Unleash Your People How does the deal aim to address pay inequality?

As the pay gap between male and female executives widens, Gapsquare – a UK startup addressing gender and ethnicity employment disparities – has been acquired by XpertHR for an undisclosed sum.

Through its FairPay Pro platform, Gapsquare says it can identify variables for employee demographics such as gender, ethnicity, sexual orientation, and disability, identifying the causes of pay gaps, and proposing and tracking remedial actions.

Launched in 2017, Gapsquare is among a handful of HR tech startups using machine learning to tackle issues of inequality.

The business provides HR and reward teams with actionable insights about their organization’s existing pay gaps.

Joining forces to fight inequality

“We know for many businesses transparency around compensation, fairness, and pay reporting is high on the agenda.”

Dr. Zara Nanu, Gapsquare co-founder

Nanu told TechCrunch: “Gartner research indicates that more than 80% of businesses globally are driven to take action around pay equity and pay gaps as the workforce is changing and younger generations entering the workforce are increasingly interested in transparency, sustainability, and equality.”

Scott Walker, Managing Director XpertHR – part of RELX – added: “By combining Gapsquare’s advanced technology with XpertHR’s expertise in reward data, we can better equip employers to build a world where work is inclusive, where pay meets value and diverse talent thrives.”

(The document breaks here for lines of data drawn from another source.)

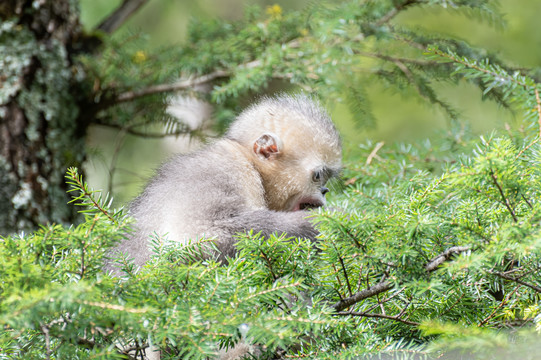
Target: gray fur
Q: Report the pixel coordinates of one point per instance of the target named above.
(225, 188)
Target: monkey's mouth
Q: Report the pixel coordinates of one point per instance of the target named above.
(308, 204)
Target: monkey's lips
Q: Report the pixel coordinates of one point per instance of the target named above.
(308, 203)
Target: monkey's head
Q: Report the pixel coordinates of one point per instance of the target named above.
(295, 147)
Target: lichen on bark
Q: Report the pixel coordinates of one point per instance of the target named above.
(40, 135)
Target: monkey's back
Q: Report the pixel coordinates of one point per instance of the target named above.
(190, 194)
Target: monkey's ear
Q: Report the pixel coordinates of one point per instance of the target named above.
(267, 145)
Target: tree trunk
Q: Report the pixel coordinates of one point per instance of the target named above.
(41, 131)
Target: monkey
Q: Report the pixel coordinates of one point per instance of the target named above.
(265, 174)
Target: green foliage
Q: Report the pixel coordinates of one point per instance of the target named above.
(431, 249)
(330, 49)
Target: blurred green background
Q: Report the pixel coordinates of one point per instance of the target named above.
(122, 164)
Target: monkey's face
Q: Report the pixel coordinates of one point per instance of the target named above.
(295, 174)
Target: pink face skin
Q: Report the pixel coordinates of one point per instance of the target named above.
(308, 202)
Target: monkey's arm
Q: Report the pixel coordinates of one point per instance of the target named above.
(265, 221)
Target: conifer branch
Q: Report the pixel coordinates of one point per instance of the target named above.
(517, 280)
(538, 110)
(384, 285)
(382, 316)
(394, 11)
(505, 199)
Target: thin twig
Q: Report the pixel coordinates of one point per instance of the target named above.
(374, 315)
(499, 307)
(345, 271)
(374, 152)
(384, 285)
(393, 12)
(120, 15)
(538, 109)
(441, 258)
(379, 288)
(505, 199)
(178, 85)
(517, 280)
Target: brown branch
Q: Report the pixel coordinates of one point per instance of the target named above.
(178, 85)
(379, 288)
(441, 258)
(394, 11)
(538, 109)
(120, 15)
(374, 315)
(374, 152)
(517, 280)
(498, 307)
(384, 285)
(504, 198)
(344, 271)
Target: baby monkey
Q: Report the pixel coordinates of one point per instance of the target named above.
(264, 174)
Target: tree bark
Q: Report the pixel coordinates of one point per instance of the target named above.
(42, 131)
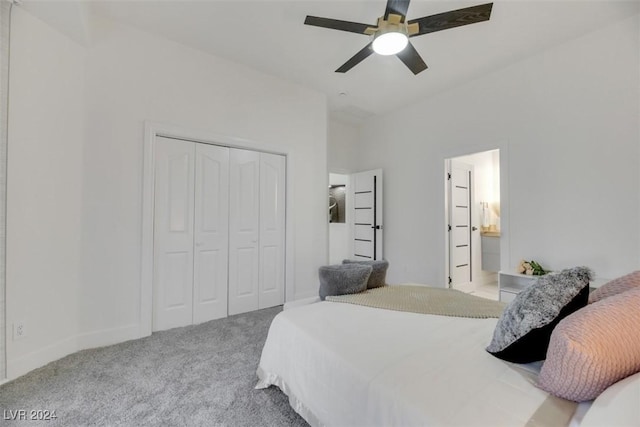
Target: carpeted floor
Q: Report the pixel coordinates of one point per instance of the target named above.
(199, 375)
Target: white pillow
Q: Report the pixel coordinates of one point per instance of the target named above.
(618, 405)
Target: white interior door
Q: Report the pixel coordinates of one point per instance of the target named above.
(367, 215)
(244, 230)
(272, 229)
(460, 182)
(173, 234)
(211, 228)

Ongoing fight to close the pay gap

According to recent research by AP and Equilarfemale CEO pay dropped 1.9% over the past year, while male CEO packages rose by 5.2%.

Meanwhile, The Pipeline’s Women Count 2021 report found further evidence of gender disparity in financial terms.

“The gender diversity consultancy said the COVID-19 pandemic has pushed the achievement of gender parity in FTSE 350 companies’ boardrooms back by four years from 2032 to 2036.

It cited a slowdown in the rate of growth towards having an equal number of men and women in the boardroom of leading firms, from 2.7% in 2020 to 2.5% in 2021.